Diseño interior y cubierta: RAG

Nota a la edición digital:

Es posible que, por la propia naturaleza de la red, algunos de los vínculos a páginas web contenidos en el libro ya no sean accesibles en el momento de su consulta. No obstante, se mantienen las referencias por fidelidad a la edición original.

 

Se prohíbe la reproducción total o parcial de esta obra —incluido el diseño tipográfico y de portada—, sea cual fuere el medio, electrónico o mecánico, sin el consentimiento por escrito del editor.


© de los autores, 2018

D. R. © 2018, Edicionesakal México, S. A. de C. V.

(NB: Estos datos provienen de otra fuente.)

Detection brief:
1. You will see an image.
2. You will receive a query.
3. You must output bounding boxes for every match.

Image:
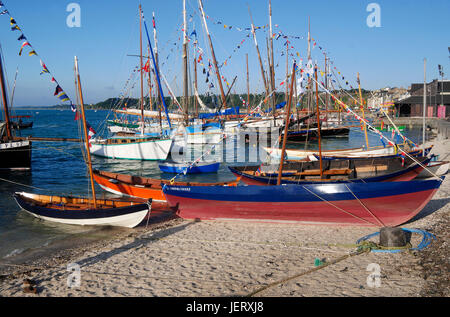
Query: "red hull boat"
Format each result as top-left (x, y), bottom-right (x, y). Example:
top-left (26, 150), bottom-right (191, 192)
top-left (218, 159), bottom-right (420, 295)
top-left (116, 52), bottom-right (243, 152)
top-left (163, 180), bottom-right (442, 227)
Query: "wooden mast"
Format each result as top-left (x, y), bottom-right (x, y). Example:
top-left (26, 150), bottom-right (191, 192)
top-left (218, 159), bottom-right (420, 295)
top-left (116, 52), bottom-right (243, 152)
top-left (198, 0), bottom-right (227, 110)
top-left (324, 54), bottom-right (328, 127)
top-left (357, 73), bottom-right (369, 149)
top-left (422, 58), bottom-right (427, 149)
top-left (194, 54), bottom-right (198, 118)
top-left (147, 47), bottom-right (153, 111)
top-left (314, 65), bottom-right (323, 179)
top-left (245, 53), bottom-right (250, 114)
top-left (248, 7), bottom-right (269, 101)
top-left (284, 39), bottom-right (289, 102)
top-left (0, 50), bottom-right (12, 140)
top-left (139, 4), bottom-right (145, 135)
top-left (269, 0), bottom-right (276, 116)
top-left (277, 61), bottom-right (296, 185)
top-left (183, 0), bottom-right (189, 125)
top-left (75, 56), bottom-right (97, 208)
top-left (152, 12), bottom-right (163, 128)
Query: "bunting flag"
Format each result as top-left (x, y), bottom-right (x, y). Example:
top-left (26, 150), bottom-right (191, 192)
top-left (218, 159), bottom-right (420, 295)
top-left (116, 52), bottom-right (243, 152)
top-left (58, 91), bottom-right (70, 101)
top-left (53, 85), bottom-right (63, 96)
top-left (0, 1), bottom-right (80, 120)
top-left (19, 41), bottom-right (31, 56)
top-left (40, 60), bottom-right (50, 75)
top-left (142, 59), bottom-right (150, 73)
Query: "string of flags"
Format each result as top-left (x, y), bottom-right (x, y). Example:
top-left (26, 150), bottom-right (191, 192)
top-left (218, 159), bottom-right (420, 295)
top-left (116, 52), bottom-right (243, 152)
top-left (0, 1), bottom-right (95, 134)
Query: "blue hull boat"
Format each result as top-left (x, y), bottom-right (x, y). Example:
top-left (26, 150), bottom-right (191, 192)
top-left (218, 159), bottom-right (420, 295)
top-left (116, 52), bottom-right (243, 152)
top-left (159, 161), bottom-right (220, 174)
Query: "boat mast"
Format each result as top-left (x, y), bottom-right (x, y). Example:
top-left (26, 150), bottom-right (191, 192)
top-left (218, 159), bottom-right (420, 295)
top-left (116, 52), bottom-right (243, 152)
top-left (324, 54), bottom-right (328, 128)
top-left (248, 7), bottom-right (269, 102)
top-left (198, 0), bottom-right (227, 110)
top-left (245, 53), bottom-right (250, 114)
top-left (147, 47), bottom-right (153, 111)
top-left (194, 42), bottom-right (198, 118)
top-left (183, 0), bottom-right (189, 125)
top-left (422, 58), bottom-right (427, 149)
top-left (308, 17), bottom-right (312, 113)
top-left (75, 56), bottom-right (97, 208)
top-left (0, 49), bottom-right (12, 140)
top-left (269, 0), bottom-right (276, 116)
top-left (277, 61), bottom-right (296, 185)
top-left (139, 4), bottom-right (145, 135)
top-left (314, 65), bottom-right (323, 179)
top-left (152, 12), bottom-right (163, 129)
top-left (285, 39), bottom-right (289, 102)
top-left (357, 73), bottom-right (369, 149)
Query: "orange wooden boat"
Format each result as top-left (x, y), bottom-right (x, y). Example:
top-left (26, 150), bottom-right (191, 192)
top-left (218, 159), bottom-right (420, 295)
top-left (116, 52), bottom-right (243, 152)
top-left (93, 170), bottom-right (240, 203)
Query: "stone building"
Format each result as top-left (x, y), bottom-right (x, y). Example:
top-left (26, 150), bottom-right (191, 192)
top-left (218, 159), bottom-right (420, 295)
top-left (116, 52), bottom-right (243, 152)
top-left (394, 79), bottom-right (450, 118)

Calle Tejamanil, manzana 13, lote 15,

colonia Pedregal de Santo Domingo, sección VI,

delegación Coyoacán, CP 04369, Ciudad de México

Tel.: +(0155) 56 588 426

Fax: 5019 0448

www.akal.mx

facebook.jpg facebook.com/EdicionesAkal

twitter.jpg @AkalEditor

 

ISBN: 978-607-98185-4-8

 

Alejandro Pedregal

Evelia

Testimonio de Guerrero

 

27972.png

 

Desde la perspectiva ideológica del colonizador todo pueblo colonizado carece de historia; por definición no la posee, ya que tal categoría es un atributo de la “civilización” y no de la “barbarie”. Los procesos de emancipación son interpretados a su turno como un triunfo de ésta sobre aquella: derrotados los portadores de la “civilización”, las antiguas colonias no hacen más que recobrar el estado “natural” que les es propio. Se mueven, ciertamente, pero con movimientos caprichosos e inconexos, irreductibles a las categorías conceptuales con que normalmente se captan las leyes del devenir histórico. El arbitrio y el azar que ahora imperan a lo sumo pueden ser representados metafóricamente (son países “surrealistas”) o saboreados por paladares exquisitos, ávidos de exotismo.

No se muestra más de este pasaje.